Staged release — OpenAI’s GPT-2 release pattern: smaller public artifacts first, larger model weights later, each accompanied by misuse-risk analysis. Made model-weight release a public-governance question, not just a research artifact decision.

BERT made the pre-trained checkpoint feel like infrastructure. A team could begin with a representation already shaped by billions of words, add a task-specific output layer, and fine-tune for question answering, entailment, classification, or another supervised benchmark. That was a major break from building every language system from scratch. But it still left a familiar bottleneck in place: for each new task, the system usually needed labeled examples, a training run, and a task-specific adaptation step.

The next turn asked whether even that adaptation step could move into text. Instead of changing the model weights for a new task, what if the task could be described inside the input? What if examples could sit in the prompt rather than in a separate fine-tuning dataset? What if a model trained only to predict the next token could use the surrounding context as a temporary specification of what to do?

This was not yet the chatbot moment. It was not a solved-agent interface, a reliable reasoning engine, or a product anyone could trust with open-ended work. It was a change in the surface of language modeling. The model was still predicting text. But the text could now include instructions, demonstrations, labels, questions, answers, formats, and patterns. The prompt started to behave like a tiny task environment.

That made the shift feel different from the earlier pre-training story. A pre-trained encoder gives downstream systems a stronger internal representation. A prompt-conditioned generator makes the interaction itself visible. A user can see the task description and examples because they are ordinary text. The model’s hidden activations remain opaque, but the control surface becomes legible enough for non-specialists to experiment with. This is why prompting would later become a cultural phenomenon. The roots were already present before chat products: the task was moving into the context window.

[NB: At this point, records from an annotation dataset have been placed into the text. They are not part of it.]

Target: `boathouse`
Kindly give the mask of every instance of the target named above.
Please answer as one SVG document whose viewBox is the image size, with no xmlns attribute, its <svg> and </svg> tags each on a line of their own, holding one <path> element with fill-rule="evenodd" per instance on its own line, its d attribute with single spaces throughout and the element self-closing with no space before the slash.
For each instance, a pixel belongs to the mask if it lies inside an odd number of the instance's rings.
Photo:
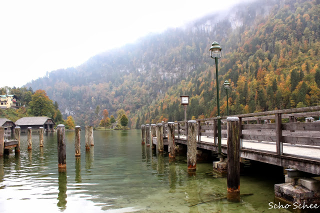
<svg viewBox="0 0 320 213">
<path fill-rule="evenodd" d="M 12 132 L 14 132 L 14 130 L 16 127 L 16 124 L 14 122 L 6 118 L 0 118 L 0 126 L 3 126 L 4 128 L 8 128 L 4 132 L 4 136 L 6 136 L 10 137 Z"/>
<path fill-rule="evenodd" d="M 22 132 L 26 132 L 28 127 L 32 128 L 32 132 L 39 132 L 39 128 L 43 127 L 45 130 L 54 132 L 54 122 L 46 117 L 24 117 L 16 122 L 16 126 L 20 126 Z"/>
</svg>

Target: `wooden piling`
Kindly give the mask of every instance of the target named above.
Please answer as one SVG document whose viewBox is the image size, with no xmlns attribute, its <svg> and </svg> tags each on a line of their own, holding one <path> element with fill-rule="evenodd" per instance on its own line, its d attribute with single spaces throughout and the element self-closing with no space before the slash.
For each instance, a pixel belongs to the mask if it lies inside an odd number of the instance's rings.
<svg viewBox="0 0 320 213">
<path fill-rule="evenodd" d="M 150 146 L 150 125 L 146 125 L 146 146 Z"/>
<path fill-rule="evenodd" d="M 4 128 L 0 126 L 0 156 L 4 155 Z"/>
<path fill-rule="evenodd" d="M 228 174 L 226 198 L 228 201 L 240 201 L 240 119 L 238 117 L 228 117 Z"/>
<path fill-rule="evenodd" d="M 164 126 L 162 124 L 156 126 L 156 146 L 159 152 L 163 152 L 164 150 Z"/>
<path fill-rule="evenodd" d="M 64 125 L 58 125 L 56 132 L 58 144 L 58 172 L 66 172 Z"/>
<path fill-rule="evenodd" d="M 176 158 L 176 144 L 174 143 L 174 122 L 168 122 L 168 142 L 169 158 Z"/>
<path fill-rule="evenodd" d="M 42 147 L 44 146 L 44 130 L 43 127 L 39 128 L 39 146 Z"/>
<path fill-rule="evenodd" d="M 152 138 L 156 136 L 156 126 L 154 124 L 152 124 L 150 126 L 151 130 L 151 148 L 155 150 L 156 147 L 156 145 L 154 144 Z"/>
<path fill-rule="evenodd" d="M 141 144 L 144 144 L 146 142 L 144 141 L 144 138 L 146 138 L 146 125 L 141 125 L 141 136 L 142 140 L 141 140 Z"/>
<path fill-rule="evenodd" d="M 32 136 L 31 134 L 32 133 L 32 128 L 29 126 L 28 129 L 28 150 L 32 150 Z"/>
<path fill-rule="evenodd" d="M 196 122 L 191 120 L 188 122 L 188 152 L 186 153 L 188 170 L 196 171 Z"/>
<path fill-rule="evenodd" d="M 15 139 L 18 140 L 18 144 L 16 144 L 16 146 L 14 148 L 14 152 L 20 152 L 20 135 L 21 132 L 21 128 L 20 126 L 16 126 L 14 128 L 14 137 Z"/>
<path fill-rule="evenodd" d="M 74 151 L 76 157 L 80 157 L 81 155 L 81 150 L 80 149 L 80 131 L 81 131 L 81 127 L 77 126 L 74 128 L 76 134 L 74 136 Z"/>
<path fill-rule="evenodd" d="M 84 137 L 86 138 L 86 150 L 90 150 L 90 139 L 89 133 L 89 126 L 86 126 L 84 128 Z"/>
</svg>

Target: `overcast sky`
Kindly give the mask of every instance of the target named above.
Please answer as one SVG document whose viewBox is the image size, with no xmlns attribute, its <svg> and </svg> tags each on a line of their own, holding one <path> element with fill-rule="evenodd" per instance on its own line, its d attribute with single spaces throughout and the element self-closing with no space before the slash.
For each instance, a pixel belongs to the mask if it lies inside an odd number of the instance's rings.
<svg viewBox="0 0 320 213">
<path fill-rule="evenodd" d="M 47 72 L 150 32 L 183 26 L 237 0 L 0 1 L 0 87 L 20 87 Z"/>
</svg>

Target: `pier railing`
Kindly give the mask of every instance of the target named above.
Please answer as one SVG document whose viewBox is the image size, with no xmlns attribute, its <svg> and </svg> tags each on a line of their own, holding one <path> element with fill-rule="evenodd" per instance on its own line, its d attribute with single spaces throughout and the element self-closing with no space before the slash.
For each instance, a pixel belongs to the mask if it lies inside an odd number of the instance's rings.
<svg viewBox="0 0 320 213">
<path fill-rule="evenodd" d="M 283 144 L 320 146 L 320 106 L 232 116 L 240 120 L 240 138 L 242 140 L 274 142 L 276 154 L 283 154 Z M 226 118 L 222 120 L 222 138 L 226 138 Z M 299 118 L 304 118 L 303 121 Z M 300 119 L 301 120 L 301 118 Z M 201 136 L 214 138 L 218 145 L 217 118 L 197 119 L 198 142 Z M 175 122 L 175 135 L 178 138 L 188 134 L 188 121 Z M 164 124 L 164 136 L 168 134 L 168 125 Z M 185 137 L 184 137 L 185 138 Z M 240 144 L 240 148 L 242 148 Z"/>
</svg>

GPT-2 and GPT-3 made that shift visible in two stages. GPT-2 argued that a large autoregressive Transformer trained on broad web text could perform a range of tasks in a zero-shot setting, without task-specific parameter or architecture modification. GPT-3 made the claim harder to ignore by scaling the model dramatically and evaluating tasks where the only task information came from text in the context window. The historical result was not that the models understood tasks the way people do. It was that the interface to the model began to look less like a training script and more like a piece of writing.

That distinction matters because it changed the economics of experimentation. In the BERT workflow, a user starts from a checkpoint and fine-tunes. In the GPT-3 workflow studied in the paper, the user supplies a prompt and the weights do not move. The work shifts from gradient updates to context design. That did not eliminate supervised learning or fine-tuning; the GPT-3 paper explicitly treats fine-tuning as possible future work, and many fine-tuned systems still outperformed GPT-3 on specific tasks. But it made a new question central: how much task behavior can be elicited at inference time?

GPT-2 set up the question by attacking the narrowness of task-specific NLP systems. The paper, “Language Models are Unsupervised Multitask Learners,” begins from the observation that many machine-learning systems were trained for one task using one dataset. That approach could produce strong benchmark results, but it required manually creating or labeling data for each task. OpenAI’s bet was that language itself already contains many demonstrations of tasks. Web pages contain translations, summaries, question-answer pairs, lists, definitions, code snippets, reviews, and formatted examples. A model trained to predict text across enough of that distribution might learn to continue those patterns without a separate supervised dataset.

The word “might” is important. GPT-2 did not prove that language modeling had solved generalization. Its own paper is careful about limits. It reported promising zero-shot transfer while saying performance remained far from practical on many tasks. The model was not a general worker waiting behind a clean instruction interface. It was a next-token predictor whose behavior became more flexible as scale and data grew.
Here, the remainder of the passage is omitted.